Saturday, September 13, 2008 | 12:00 p.m. CDT; updated 1:45 p.m. CDT, Thursday, September 18, 2008

It's hard to tell which has been more depressing - the level of this year's presidential campaign or the quality of coverage. With six weeks to go, there's finally a hopeful smattering of evidence that the latter, at least, is beginning to improve.

Remember when both Barack Obama and John McCain vowed that this year we'd have a civil dialogue about the important issues? Seems like a quaint artifact of history, but it was only earlier in 2008. Oh, an issue gets mentioned now and again, but usually, it seems, only so the opponent's position can be caricatured.

That's just politics, you say? Sadly, you may be right. But we were promised something different and better in what just may be the most consequential contest of our time. Instead, we've gotten a steady barrage of TV commercials that insult both the candidates and the intelligence of us, voters.
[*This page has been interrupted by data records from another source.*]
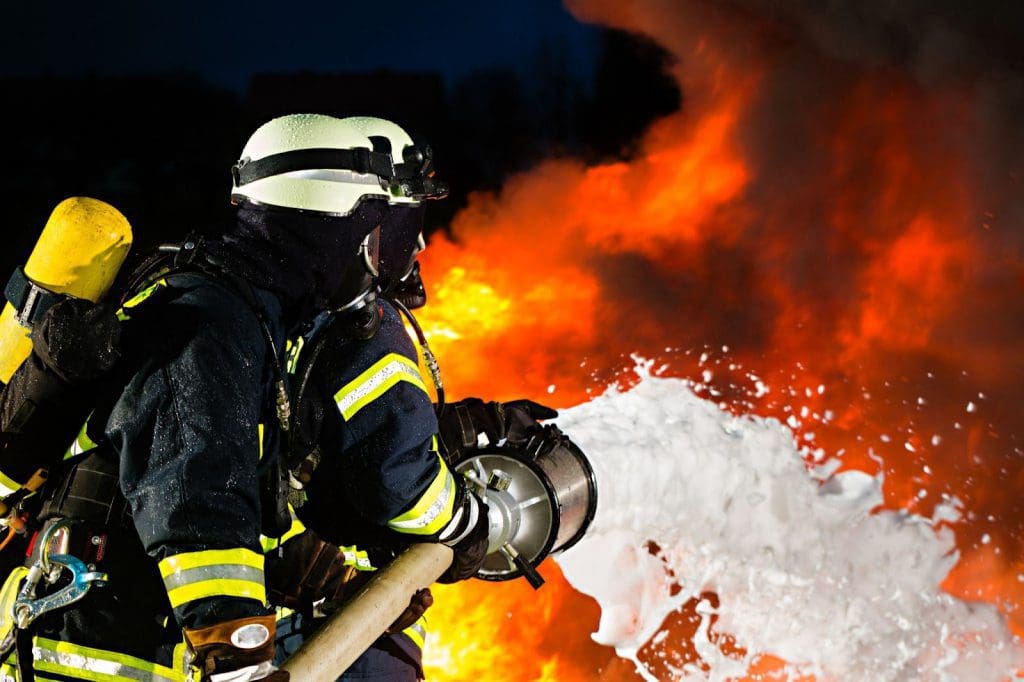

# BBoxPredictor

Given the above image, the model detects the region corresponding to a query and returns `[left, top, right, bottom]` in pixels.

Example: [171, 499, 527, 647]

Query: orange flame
[421, 0, 1024, 682]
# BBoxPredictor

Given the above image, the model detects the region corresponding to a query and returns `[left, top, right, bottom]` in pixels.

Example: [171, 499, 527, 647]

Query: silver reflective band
[231, 623, 270, 649]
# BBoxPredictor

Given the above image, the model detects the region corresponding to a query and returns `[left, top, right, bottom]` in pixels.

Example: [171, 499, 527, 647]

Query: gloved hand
[32, 298, 121, 384]
[437, 398, 558, 462]
[266, 530, 355, 613]
[387, 588, 434, 635]
[437, 489, 490, 583]
[184, 613, 289, 682]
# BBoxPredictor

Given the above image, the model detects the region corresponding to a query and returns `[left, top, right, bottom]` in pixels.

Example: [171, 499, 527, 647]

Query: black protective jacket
[282, 302, 454, 666]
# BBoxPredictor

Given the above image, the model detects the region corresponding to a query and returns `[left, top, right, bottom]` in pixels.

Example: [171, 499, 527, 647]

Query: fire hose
[282, 425, 597, 682]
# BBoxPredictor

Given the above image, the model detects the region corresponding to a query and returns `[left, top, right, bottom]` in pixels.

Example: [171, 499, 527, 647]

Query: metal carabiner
[14, 519, 108, 630]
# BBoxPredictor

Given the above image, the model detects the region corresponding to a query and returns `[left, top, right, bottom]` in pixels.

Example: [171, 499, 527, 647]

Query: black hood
[207, 200, 387, 327]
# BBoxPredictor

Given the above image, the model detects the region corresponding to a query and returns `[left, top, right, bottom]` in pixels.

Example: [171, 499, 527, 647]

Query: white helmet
[231, 114, 445, 215]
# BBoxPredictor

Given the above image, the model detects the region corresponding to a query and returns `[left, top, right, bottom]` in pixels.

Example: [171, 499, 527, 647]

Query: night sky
[0, 0, 599, 90]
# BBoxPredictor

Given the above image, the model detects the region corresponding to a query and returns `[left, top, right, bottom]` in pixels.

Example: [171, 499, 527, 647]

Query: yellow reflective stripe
[167, 579, 266, 608]
[160, 549, 266, 608]
[160, 548, 263, 578]
[338, 545, 377, 570]
[401, 615, 427, 649]
[259, 503, 306, 554]
[387, 456, 456, 536]
[32, 637, 185, 682]
[285, 336, 306, 374]
[69, 420, 96, 457]
[117, 279, 167, 322]
[0, 471, 22, 498]
[334, 353, 427, 421]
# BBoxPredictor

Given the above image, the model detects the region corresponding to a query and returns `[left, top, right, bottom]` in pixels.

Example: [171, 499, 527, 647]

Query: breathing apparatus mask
[231, 114, 447, 311]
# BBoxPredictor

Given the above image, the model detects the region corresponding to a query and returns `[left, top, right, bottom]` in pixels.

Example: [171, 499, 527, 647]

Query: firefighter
[0, 115, 444, 682]
[260, 119, 554, 682]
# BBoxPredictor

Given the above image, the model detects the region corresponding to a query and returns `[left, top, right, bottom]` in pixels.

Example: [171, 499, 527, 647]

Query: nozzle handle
[502, 543, 544, 590]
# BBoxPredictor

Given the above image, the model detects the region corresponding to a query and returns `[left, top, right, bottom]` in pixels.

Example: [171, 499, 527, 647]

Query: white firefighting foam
[558, 369, 1024, 682]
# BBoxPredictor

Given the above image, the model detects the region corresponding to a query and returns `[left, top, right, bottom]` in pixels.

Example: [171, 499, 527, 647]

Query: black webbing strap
[231, 147, 394, 186]
[3, 266, 61, 327]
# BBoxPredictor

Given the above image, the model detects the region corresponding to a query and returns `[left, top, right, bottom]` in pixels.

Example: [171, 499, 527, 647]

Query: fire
[413, 0, 1024, 682]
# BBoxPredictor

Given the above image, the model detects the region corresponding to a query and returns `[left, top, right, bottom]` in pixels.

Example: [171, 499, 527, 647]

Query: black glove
[437, 398, 558, 462]
[32, 298, 121, 384]
[266, 530, 355, 613]
[184, 613, 289, 682]
[386, 588, 434, 634]
[437, 489, 490, 583]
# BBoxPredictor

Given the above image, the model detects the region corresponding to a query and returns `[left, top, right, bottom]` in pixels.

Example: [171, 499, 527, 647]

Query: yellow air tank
[0, 197, 132, 383]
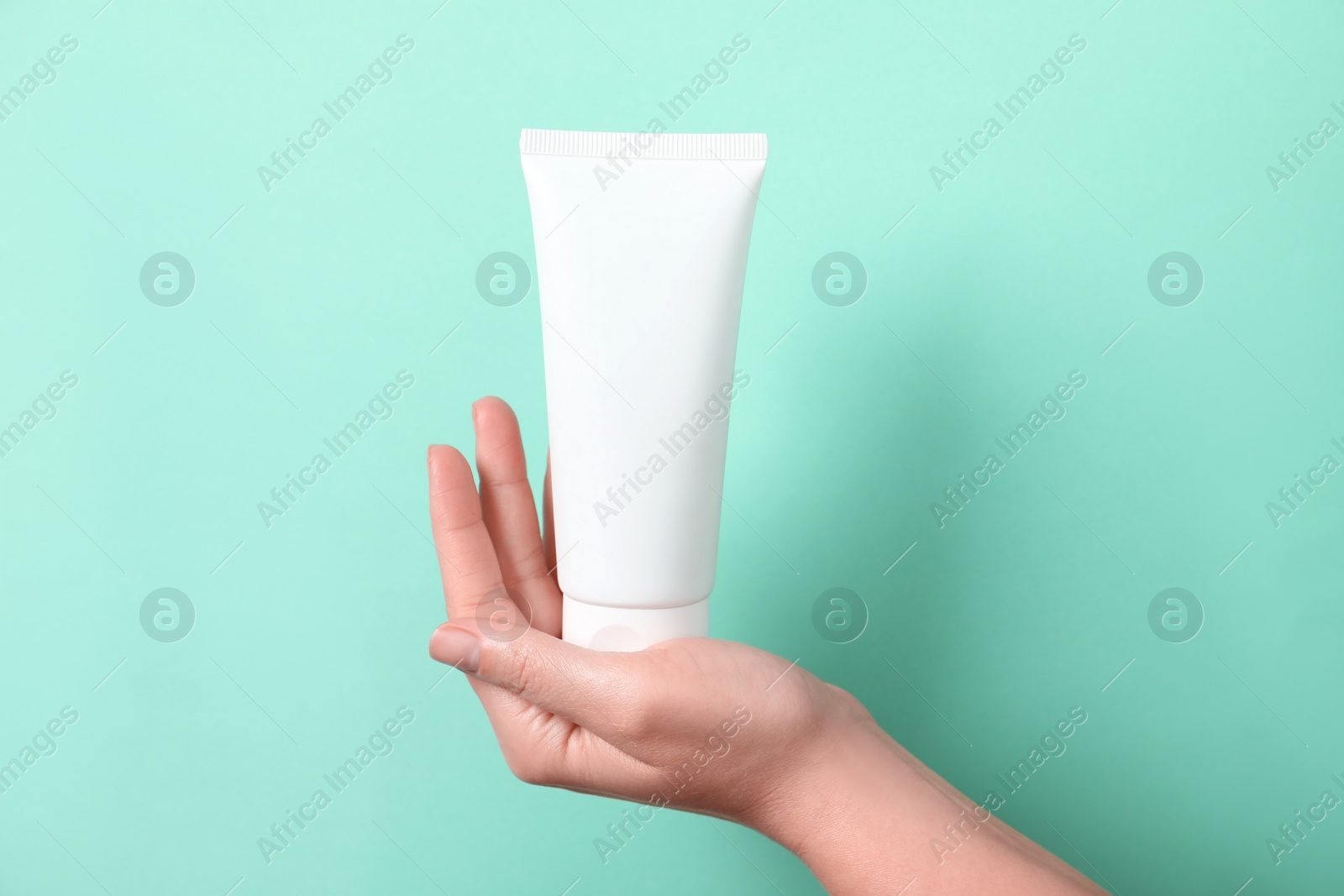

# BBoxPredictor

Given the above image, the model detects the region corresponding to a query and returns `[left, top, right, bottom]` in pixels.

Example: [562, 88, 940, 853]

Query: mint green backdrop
[0, 0, 1344, 896]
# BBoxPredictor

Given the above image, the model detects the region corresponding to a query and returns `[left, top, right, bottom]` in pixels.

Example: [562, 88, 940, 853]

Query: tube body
[522, 130, 766, 650]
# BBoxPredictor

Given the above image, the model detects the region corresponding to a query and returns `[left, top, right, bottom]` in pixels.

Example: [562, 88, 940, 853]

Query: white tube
[522, 130, 766, 650]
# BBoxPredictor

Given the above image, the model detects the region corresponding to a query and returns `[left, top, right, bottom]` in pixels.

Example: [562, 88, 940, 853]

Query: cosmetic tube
[522, 130, 766, 650]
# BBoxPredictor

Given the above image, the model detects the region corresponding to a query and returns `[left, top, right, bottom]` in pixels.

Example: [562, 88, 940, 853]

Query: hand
[428, 398, 1102, 896]
[428, 398, 869, 826]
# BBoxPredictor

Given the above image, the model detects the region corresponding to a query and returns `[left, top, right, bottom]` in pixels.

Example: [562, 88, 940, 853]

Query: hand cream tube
[522, 130, 766, 650]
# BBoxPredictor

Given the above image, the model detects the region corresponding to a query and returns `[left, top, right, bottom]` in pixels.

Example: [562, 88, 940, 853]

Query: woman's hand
[428, 398, 871, 826]
[428, 398, 1102, 896]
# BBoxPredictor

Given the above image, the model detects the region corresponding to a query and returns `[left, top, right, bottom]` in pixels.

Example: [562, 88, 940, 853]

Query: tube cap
[560, 594, 710, 652]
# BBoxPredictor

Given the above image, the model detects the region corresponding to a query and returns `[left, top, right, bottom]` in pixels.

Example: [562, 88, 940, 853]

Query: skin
[428, 398, 1105, 896]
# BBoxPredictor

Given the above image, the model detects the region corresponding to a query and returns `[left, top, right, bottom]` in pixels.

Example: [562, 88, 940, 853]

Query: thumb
[428, 619, 649, 747]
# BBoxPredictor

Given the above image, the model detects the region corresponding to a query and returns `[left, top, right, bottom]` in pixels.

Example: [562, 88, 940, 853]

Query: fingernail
[428, 623, 481, 672]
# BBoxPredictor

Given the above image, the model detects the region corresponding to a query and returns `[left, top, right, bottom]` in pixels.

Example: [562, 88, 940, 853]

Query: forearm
[748, 723, 1105, 896]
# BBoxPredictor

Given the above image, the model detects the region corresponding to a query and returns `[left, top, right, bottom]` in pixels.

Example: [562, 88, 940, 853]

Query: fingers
[428, 622, 648, 752]
[472, 396, 560, 634]
[428, 445, 504, 619]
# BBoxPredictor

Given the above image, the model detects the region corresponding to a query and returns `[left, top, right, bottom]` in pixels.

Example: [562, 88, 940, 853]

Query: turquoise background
[0, 0, 1344, 896]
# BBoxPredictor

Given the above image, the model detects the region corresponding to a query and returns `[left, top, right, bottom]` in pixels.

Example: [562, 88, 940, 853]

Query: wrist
[742, 713, 930, 892]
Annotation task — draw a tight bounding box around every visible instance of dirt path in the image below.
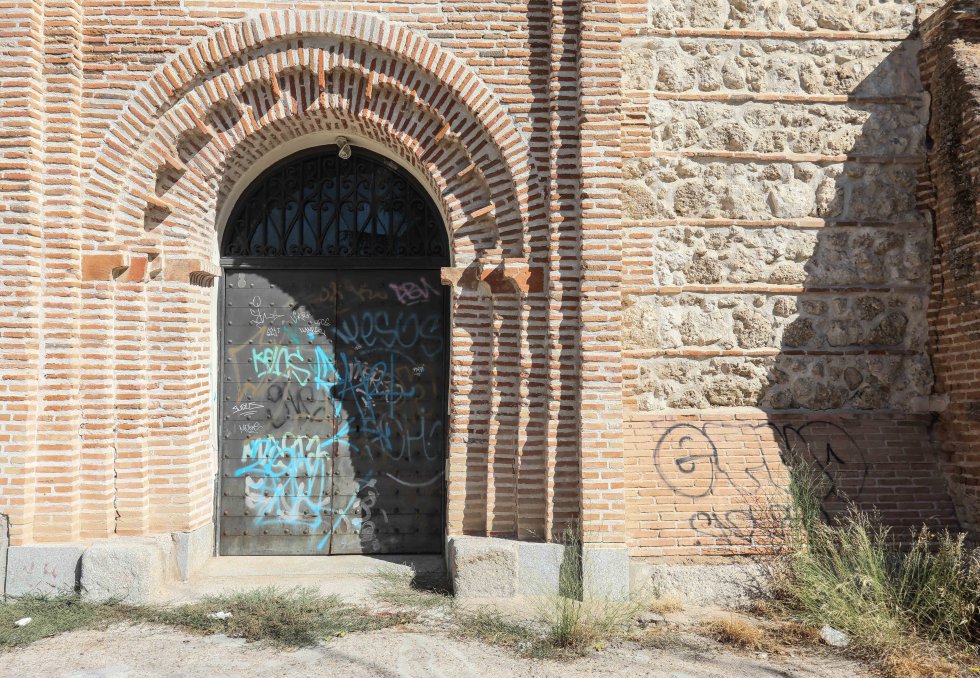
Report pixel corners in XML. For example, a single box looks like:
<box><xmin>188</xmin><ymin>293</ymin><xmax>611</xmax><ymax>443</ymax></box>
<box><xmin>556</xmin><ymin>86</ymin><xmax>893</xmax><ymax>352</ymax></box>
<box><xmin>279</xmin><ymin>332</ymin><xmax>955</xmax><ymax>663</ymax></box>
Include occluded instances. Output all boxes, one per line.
<box><xmin>0</xmin><ymin>625</ymin><xmax>863</xmax><ymax>678</ymax></box>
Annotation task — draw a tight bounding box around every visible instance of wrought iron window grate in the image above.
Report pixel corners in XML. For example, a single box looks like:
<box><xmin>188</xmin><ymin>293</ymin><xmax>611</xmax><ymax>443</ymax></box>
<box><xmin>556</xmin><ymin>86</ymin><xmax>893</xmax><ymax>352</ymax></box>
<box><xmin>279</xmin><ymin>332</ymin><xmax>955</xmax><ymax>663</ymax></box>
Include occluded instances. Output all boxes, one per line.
<box><xmin>222</xmin><ymin>146</ymin><xmax>448</xmax><ymax>258</ymax></box>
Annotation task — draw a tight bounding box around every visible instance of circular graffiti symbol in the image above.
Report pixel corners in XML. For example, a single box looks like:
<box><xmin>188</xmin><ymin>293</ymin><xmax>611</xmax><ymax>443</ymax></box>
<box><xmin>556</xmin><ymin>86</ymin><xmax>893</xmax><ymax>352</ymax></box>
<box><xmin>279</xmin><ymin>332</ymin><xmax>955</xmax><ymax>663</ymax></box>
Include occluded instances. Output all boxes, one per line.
<box><xmin>653</xmin><ymin>424</ymin><xmax>718</xmax><ymax>498</ymax></box>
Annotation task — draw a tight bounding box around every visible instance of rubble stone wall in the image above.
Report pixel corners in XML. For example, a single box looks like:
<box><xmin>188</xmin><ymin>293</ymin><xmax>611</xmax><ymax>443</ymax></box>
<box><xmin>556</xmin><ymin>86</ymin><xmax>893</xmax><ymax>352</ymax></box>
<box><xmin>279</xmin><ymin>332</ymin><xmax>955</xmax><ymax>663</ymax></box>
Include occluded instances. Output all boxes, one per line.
<box><xmin>622</xmin><ymin>0</ymin><xmax>955</xmax><ymax>558</ymax></box>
I'm a confessed Obama supporter, so you should apply the appropriate degree of skepticism, but it seems to me that the McCain campaign and Honest John himself have been, by far, the most egregious offenders. We've heard misleading claims about Mr. McCain's record and outright lies about Mr. Obama's record. Sarah Palin appears to have no notion of what's true and no expectation that anybody will check up on what she says.

And the national press corps, it pains me to say, has been complicit. Even in the best of our lot, the New York Times and the Washington Post, campaign coverage has focused mainly on personality and tactics rather than substance. If we have to expect politics as usual, surely we can expect and demand more from our best journalists.

I did say there's a glimmer of hope, and it's coming mainly from the independent fact-checking operations run by two news organizations and a university.

The Fact Checker at WashingtonPost.com is the most entertaining of the three. The staff there awards "Pinocchios" to ads and assertions that depart from the truth. Take a look and you'll find, for example, that Gov. Palin's claims about how much of the nation's energy supply Alaska provides rates the most damning four Pinocchios. She "peddles bogus statistics," the fact checkers conclude.

Politifact.com does the same work, sponsored and staffed by the St. Petersburg Times and Congressional Quarterly. There you'll find a "Truth-o-Meter." Mr. Obama's criticism of Mr. McCain's economic position is rated "Mainly True," while the McCain campaign's ad about Mr. Obama's legislative record on sex education draws a "Pants on Fire" condemnation as wholly false.

Factcheck.org is the product of the Annenberg Public Policy Center at the University of Pennsylvania. It finds the Palin claim on energy to be "Not true. Not even close." It also reviews James Corsi's book, "The Obama Nation," and rules it to be "a mishmash of unsupported conjecture, half-truths, logical fallacies and outright falsehoods."

Along with explicating the candidates' positions on important issues, this is what the press should be doing, don't you think? What we citizens need between now and Nov. 4, is more, much more, serious reporting on serious substance.

George Kennedy, BJ '64, was the Missourian's managing editor from 1990-2001.